How then to begin to talk about it, but to look to the past. The first line, “Living    in the earth-deposits    of our history,” rearranges the usual idea of history, as something we find buried in the earth, I’m thinking Pompeii, for example. Instead, “earth-deposits” are found in history. Using “deposits” also denotes that earth is not present in all of our history, but exists like geodes in the crust.

Then we move on to a backhoe, not something we use normally for archaeological excavation, more of a blunt-force trauma than a brush. Anyway, we can reasonably conclude that this is some situation of earth-moving associated with construction of something new to follow, or of simply sweeping away something old. This means that unearthing the bottle is incidental to what the backhoe is there for.
An amber bottle, not unlike the amber of prehistoric tree sap, which always reminds of Jurassic Park (now back in theatres!). A preservative of whatever is inside, be it a mosquito with dino DNA or a concoction of snake oil meant to cure what ails you, from the physical (fever) to the mental (melancholy).

This panacea held great power for the people buying it, despite the fact that, in all likelihood, it at best was either a mild sedative or did nothing allowing the body or mine (placebo effect) to cure itself. At worst, it would have only exacerbated the original problem or even caused altogether new ones.

Also today, the speaker reads about Marie Curie, the famous Polish scientist responsible for the discovery of radium, radon, polonium and numerous other scientific advances. Here’s how important she,and her French husband, Pierre, are: Curium is the ninety-sixth element on the periodic table. It’s one thing to have a random species of animal named after you, but an element? I mean, that’s big time. She’s up there with Einstein, California and Thor.

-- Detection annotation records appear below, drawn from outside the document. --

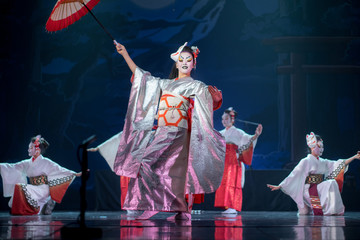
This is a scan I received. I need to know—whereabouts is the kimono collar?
[31,154,42,162]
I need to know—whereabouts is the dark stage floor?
[0,211,360,239]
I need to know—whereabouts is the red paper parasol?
[46,0,116,42]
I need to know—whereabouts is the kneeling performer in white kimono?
[0,135,81,215]
[267,132,360,215]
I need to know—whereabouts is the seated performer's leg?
[317,180,345,215]
[136,211,159,220]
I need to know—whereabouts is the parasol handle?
[235,119,260,126]
[82,2,117,43]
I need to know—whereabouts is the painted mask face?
[313,140,324,157]
[221,113,233,128]
[28,142,36,157]
[176,52,194,76]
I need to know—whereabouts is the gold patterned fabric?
[29,175,48,185]
[305,174,324,184]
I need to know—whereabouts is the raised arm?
[114,42,136,74]
[345,151,360,165]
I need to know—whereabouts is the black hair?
[30,136,50,154]
[169,46,195,79]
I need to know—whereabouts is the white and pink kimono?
[0,155,75,215]
[280,154,347,215]
[114,68,225,211]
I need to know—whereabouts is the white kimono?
[280,154,347,215]
[0,155,75,215]
[220,126,257,188]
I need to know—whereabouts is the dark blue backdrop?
[0,0,360,210]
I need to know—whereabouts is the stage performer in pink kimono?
[214,107,262,214]
[0,135,81,215]
[267,132,360,215]
[114,40,225,219]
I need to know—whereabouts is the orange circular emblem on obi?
[158,92,189,128]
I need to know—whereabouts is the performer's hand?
[114,42,128,56]
[86,148,99,152]
[255,124,262,136]
[208,85,222,110]
[354,151,360,160]
[266,184,280,191]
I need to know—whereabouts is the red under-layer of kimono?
[214,143,253,211]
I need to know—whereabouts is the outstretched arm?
[345,151,360,165]
[114,42,136,74]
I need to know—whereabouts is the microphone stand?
[61,135,102,239]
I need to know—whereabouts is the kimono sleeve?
[280,158,309,208]
[46,159,75,203]
[0,160,29,197]
[97,132,122,171]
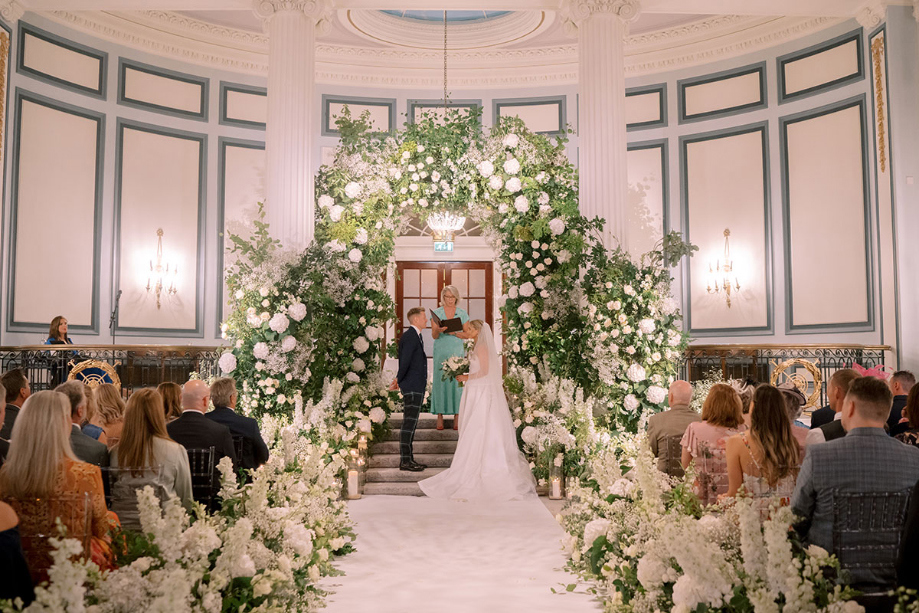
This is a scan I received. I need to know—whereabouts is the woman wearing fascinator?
[418,319,536,502]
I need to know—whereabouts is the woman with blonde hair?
[680,383,745,504]
[0,391,112,578]
[431,285,469,430]
[95,383,124,449]
[111,388,194,530]
[156,381,182,424]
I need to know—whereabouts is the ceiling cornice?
[42,11,842,88]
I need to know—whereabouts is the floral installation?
[562,437,863,613]
[0,426,354,613]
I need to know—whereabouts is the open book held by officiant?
[431,311,463,332]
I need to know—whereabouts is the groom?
[391,307,428,472]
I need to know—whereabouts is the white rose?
[287,302,306,321]
[217,351,236,374]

Curie made her discoveries prior to our understanding of the harmful effects of radiation, and as such eventually died from radiation poisoning. In fact, her notes, even her cookbook, are still kept in lead-lined boxes because they are still too radioactive for a human to handle without protection. On that note, “suppurating” means discharging pus or festering, that’s makes for an awkward handshake.

In order to maintain her public standing as a great scientist, she had to deny the danger of the discovery she had made. Perhaps because the male-run scientific community would have found a way to refute the importance of the work because she, as a woman, had made a mistake?

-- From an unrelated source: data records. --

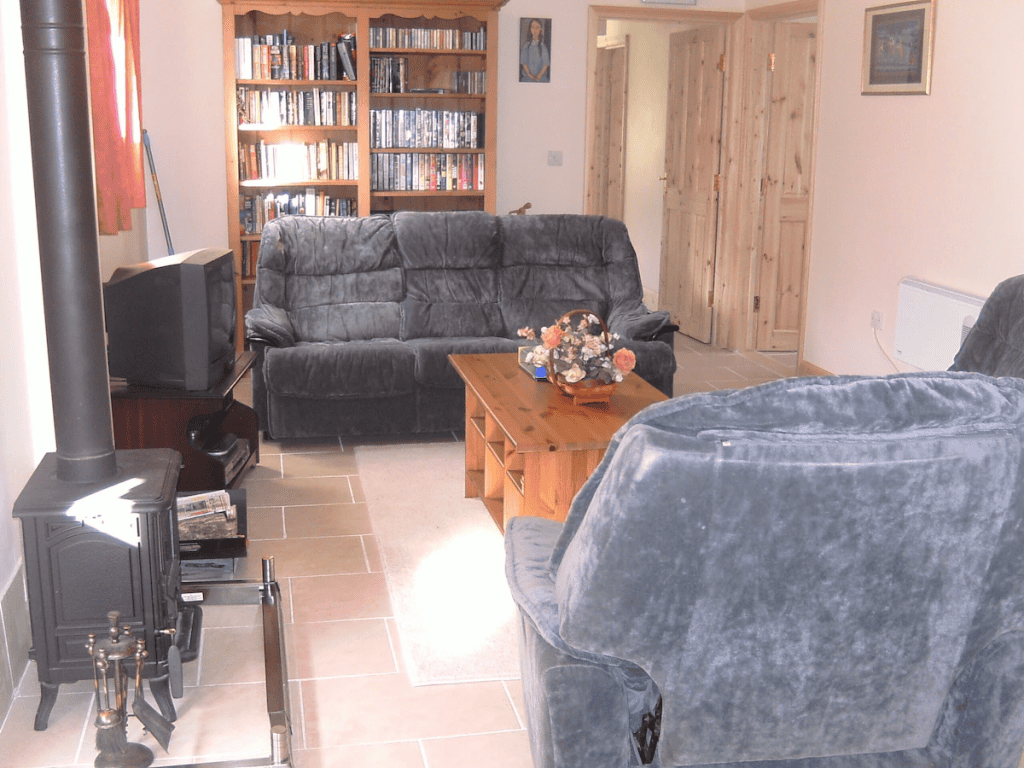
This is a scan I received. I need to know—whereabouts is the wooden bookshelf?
[220,0,507,344]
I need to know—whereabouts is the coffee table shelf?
[449,354,666,530]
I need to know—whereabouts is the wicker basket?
[548,309,618,406]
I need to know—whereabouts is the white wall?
[498,0,744,218]
[804,0,1024,374]
[139,0,228,259]
[0,2,54,594]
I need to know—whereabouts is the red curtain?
[85,0,145,234]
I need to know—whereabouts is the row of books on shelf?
[370,27,487,50]
[236,85,357,128]
[239,140,359,182]
[370,56,487,94]
[370,109,484,150]
[370,152,483,191]
[234,30,356,80]
[239,186,357,241]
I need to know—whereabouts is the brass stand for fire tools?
[85,610,174,768]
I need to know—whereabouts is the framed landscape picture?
[861,0,935,94]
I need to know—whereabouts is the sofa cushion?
[500,215,643,336]
[394,212,505,339]
[263,339,416,398]
[949,274,1024,377]
[255,216,406,342]
[409,336,519,389]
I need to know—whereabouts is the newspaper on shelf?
[177,490,238,521]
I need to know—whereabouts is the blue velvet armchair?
[506,373,1024,768]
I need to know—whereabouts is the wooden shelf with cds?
[220,0,507,345]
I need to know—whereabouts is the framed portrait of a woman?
[519,17,551,83]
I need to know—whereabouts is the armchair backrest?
[949,274,1024,377]
[553,374,1024,765]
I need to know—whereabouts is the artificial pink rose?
[611,347,637,374]
[541,326,562,349]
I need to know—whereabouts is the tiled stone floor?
[0,335,796,768]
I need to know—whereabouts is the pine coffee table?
[449,354,668,530]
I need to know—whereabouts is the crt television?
[103,248,238,390]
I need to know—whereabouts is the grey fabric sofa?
[246,212,676,437]
[506,373,1024,768]
[949,274,1024,377]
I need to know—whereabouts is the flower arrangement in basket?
[518,309,637,406]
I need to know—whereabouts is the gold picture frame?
[861,0,935,94]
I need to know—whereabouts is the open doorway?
[585,0,817,358]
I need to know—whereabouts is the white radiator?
[895,278,985,371]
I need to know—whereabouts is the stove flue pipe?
[22,0,117,482]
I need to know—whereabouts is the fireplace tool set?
[85,610,174,768]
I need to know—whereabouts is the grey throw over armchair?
[506,373,1024,768]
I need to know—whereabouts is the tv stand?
[111,351,259,490]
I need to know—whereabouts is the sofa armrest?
[246,304,295,347]
[608,304,669,341]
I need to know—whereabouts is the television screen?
[103,248,237,390]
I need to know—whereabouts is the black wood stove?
[14,0,200,730]
[14,450,202,730]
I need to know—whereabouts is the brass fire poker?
[85,610,174,768]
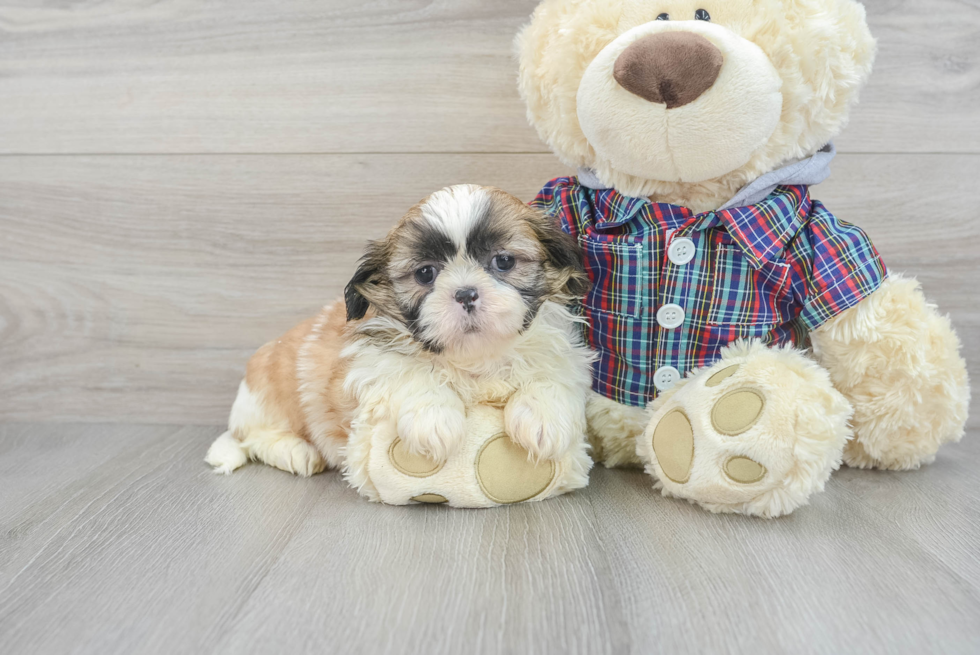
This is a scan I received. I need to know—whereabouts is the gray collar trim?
[578,143,837,209]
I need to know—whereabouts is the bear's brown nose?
[613,32,725,109]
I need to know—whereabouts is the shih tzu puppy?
[206,186,592,476]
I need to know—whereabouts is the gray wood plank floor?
[0,0,980,655]
[0,424,980,655]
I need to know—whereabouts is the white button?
[653,366,681,391]
[657,303,684,330]
[667,237,696,266]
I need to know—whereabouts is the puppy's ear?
[344,241,385,321]
[528,210,591,298]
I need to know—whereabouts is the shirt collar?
[695,185,810,269]
[592,185,810,269]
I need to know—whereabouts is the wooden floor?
[0,0,980,655]
[0,424,980,655]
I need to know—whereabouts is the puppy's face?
[346,186,588,354]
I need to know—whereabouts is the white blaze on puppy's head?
[346,185,587,355]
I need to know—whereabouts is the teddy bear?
[516,0,970,517]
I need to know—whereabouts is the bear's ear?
[344,241,386,321]
[528,210,591,298]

So what is power? Does it come from within or without? Are we powerful because others agree we are powerful? Maybe it is a more personal state. We can see from the pairing of the bottle with Marie Curie that there is power in the thing, or external, such as the bottle as artifact and in its own time as remedy as well as Curie’s international renown as a scientist and a person capable of refusing the tragic effects of radiation poisoning.

Power is also internal. It is not the amber of the bottle that was important to patients, it was what it preserved that mattered. Is the same true for Curie and her decimated mortal form?

This is both true and not true, I believe. Rather than get philosophical, let’s take a look at the actual text of the poem. Lines are broken midway by spaces while other words, which can exist independently, are forced together by hyphens to form something new. The language is at once separated and conjoined. OK, I have to catch a train to Compton. Ack! No time for proofreading, but I’ll check it on the light rail.